Les organisateurs sont optimistes :

Reprise des festivals : une lueur d'espoir pour le monde de l'événementiel


Publié / Actualisé
C'est officiel, les festivals pourront reprendre dans quelques mois, mais sous plusieurs conditions. Les événements ne pourront accueillir que jusqu'à 5.000 personnes, et surtout, le public devra être assis. Une annonce de la ministre de la Culture, Roselyne Bachelet, qui reçoit un accueil enthousiaste à La Réunion, malgré les contraintes (Photo d'illustration rb/www.ipreunion.com)
C'est officiel, les festivals pourront reprendre dans quelques mois, mais sous plusieurs conditions. Les événements ne pourront accueillir que jusqu'à 5.000 personnes, et surtout, le public devra être assis. Une annonce de la ministre de la Culture, Roselyne Bachelet, qui reçoit un accueil enthousiaste à La Réunion, malgré les contraintes (Photo d'illustration rb/www.ipreunion.com)

"C'est une bonne nouvelle, car on a enfin une prise de position ferme, même si elle n'est pas parfaite" déclare Thomas Bordese, organisateur du festival Electropicales. "Pour nous, ça reste quand même une mauvaise nouvelle, les mesures décidées ne correspondant pas vraiment à notre de type de festival, où tout le monde danse, s'enlace et s'embrasse" regrette-t-il cependant.

Autre contrainte qui fait grincer des dents : l'impossibilité de proposer une buvette sur place, chose qui va à l'encontre de l'esprit de la – très – grande majorité des festivals. "Difficile d'imaginer un festival sans bar ou restauration, mais il faut garder en tête que la situation à La Réunion n'est pas la même qu'en Métropole : ici, les bars et restaurants sont ouverts. C'est difficile d'imaginer que les règles devront être différentes en festival" estime Jérôme Galabert, directeur du Sakifo et des Francofolies.

"Il faut savoir que dans nos propositions de protocoles, approuvées par l'ARS à l'époque avant l'annulation des festivals, nous avions intégré un espace de restauration, adapté au protocole sanitaire : service assis, gestes barrières, etc" détaille-t-il par ailleurs.

La question de la jauge de 5.000 personnes intervient par contre comme une bonne nouvelle pour Jérôme Galabert : au Sakifo comme aux Francofolies, l'organisateur était parti sur une jauge de 2.000 personnes assises. "On part donc sur une potentielle hausse du nombre de spectateurs" se réjouit-il.

Sakifo : "on y croit parce que notre métier est en jeu"

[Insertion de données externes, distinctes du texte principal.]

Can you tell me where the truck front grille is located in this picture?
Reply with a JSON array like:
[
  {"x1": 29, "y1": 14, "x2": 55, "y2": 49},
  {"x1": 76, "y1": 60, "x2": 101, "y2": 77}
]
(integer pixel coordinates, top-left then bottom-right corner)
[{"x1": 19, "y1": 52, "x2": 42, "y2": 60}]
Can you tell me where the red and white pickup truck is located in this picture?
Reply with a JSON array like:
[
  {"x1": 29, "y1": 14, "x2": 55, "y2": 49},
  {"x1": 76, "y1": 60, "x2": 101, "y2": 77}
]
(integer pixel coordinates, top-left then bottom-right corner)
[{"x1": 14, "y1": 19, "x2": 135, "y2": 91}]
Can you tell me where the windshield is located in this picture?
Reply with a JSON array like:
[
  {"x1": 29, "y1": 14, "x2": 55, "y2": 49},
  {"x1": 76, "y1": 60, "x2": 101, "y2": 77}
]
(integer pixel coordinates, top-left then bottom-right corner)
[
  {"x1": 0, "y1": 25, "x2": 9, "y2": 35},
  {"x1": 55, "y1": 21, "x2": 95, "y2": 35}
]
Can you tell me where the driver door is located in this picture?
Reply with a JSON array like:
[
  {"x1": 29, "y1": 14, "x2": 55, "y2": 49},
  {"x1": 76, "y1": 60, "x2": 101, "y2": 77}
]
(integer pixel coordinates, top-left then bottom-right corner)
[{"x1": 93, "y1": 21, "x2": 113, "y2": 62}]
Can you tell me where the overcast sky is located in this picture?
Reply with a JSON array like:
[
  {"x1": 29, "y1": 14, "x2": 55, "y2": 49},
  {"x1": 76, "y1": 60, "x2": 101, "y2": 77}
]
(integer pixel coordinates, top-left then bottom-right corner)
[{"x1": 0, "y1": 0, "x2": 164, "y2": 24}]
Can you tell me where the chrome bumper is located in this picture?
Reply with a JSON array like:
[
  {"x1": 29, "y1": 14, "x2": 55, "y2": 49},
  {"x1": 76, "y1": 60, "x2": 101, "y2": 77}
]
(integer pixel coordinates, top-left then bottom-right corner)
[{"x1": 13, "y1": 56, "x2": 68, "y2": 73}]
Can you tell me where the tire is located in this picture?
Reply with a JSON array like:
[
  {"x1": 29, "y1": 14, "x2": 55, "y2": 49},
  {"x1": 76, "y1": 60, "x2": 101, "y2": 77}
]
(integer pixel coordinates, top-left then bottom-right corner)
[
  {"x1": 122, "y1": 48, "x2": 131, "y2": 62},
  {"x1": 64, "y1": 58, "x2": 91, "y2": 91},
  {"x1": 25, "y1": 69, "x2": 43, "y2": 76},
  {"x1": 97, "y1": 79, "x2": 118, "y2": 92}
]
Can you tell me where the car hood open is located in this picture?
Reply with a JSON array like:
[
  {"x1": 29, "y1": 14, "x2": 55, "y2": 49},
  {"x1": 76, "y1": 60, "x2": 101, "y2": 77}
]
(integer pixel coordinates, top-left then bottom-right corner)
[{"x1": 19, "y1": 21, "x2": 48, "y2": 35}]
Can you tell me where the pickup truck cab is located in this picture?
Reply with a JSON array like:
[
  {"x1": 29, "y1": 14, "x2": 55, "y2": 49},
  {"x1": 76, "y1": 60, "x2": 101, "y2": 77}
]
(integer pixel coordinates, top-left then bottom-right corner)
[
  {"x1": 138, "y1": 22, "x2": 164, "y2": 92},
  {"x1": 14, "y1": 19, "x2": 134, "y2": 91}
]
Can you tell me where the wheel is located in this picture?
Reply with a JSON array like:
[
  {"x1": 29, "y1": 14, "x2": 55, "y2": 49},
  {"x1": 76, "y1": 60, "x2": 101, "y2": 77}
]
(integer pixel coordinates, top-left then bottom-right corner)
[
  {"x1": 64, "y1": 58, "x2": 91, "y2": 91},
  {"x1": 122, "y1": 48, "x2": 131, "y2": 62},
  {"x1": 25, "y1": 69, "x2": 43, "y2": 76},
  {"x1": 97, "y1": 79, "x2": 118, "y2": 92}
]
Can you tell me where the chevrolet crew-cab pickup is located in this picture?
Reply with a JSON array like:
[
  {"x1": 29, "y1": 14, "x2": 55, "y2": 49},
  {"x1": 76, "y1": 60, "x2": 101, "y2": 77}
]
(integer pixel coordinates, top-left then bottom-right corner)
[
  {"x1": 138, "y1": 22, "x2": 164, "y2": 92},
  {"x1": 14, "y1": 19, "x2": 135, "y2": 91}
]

- L'espoir d'une amélioration de la situation sanitaire -

Pour Thomas Bordese, pas question de paniquer en tout cas. "Les Electropicales sont prévues pour octobre, d'ici là, la situation a encore le temps d'évoluer de façon positive. Pour l'instant, nous restons sur une organisation du festival classique, c'est-à-dire avec le public debout, même si on n'exclut pas de réduire la jauge à 2 ou 3.000 personnes" explique-t-il.

Une façon de contourner l'obligation d'être assis, si cela est possible d'ici-là. "A mes yeux, la réponse apportée par la ministre aujourd'hui est la seule qui est possible dans le contexte actuel" estime par ailleurs Jérôme Galabert. "Mais dans quelques mois, la situation sanitaire pourrait avoir évoluer, et il faut aussi garder en tête que beaucoup de gens seront vaccinés. Des éléments qui peuvent jouer en notre faveur" espère-t-il.

Pour l'heure, le Sakifo est prévu en juin, et les Francofolies et les Electropicales en octobre prochain. Un délai qui laisse espérer des jours meilleurs pour le monde de la musique et l'événementiel. "En attendant, on prépare actuellement un événement "covid-compatible" pour permettre à nos prestataires de survivre. Car sans prestataire, il n'y plus de concerts" conclut Thomas Bordese, qui confie par ailleurs que plus d'informations devraient arriver rapidement concernant ce fameux événement.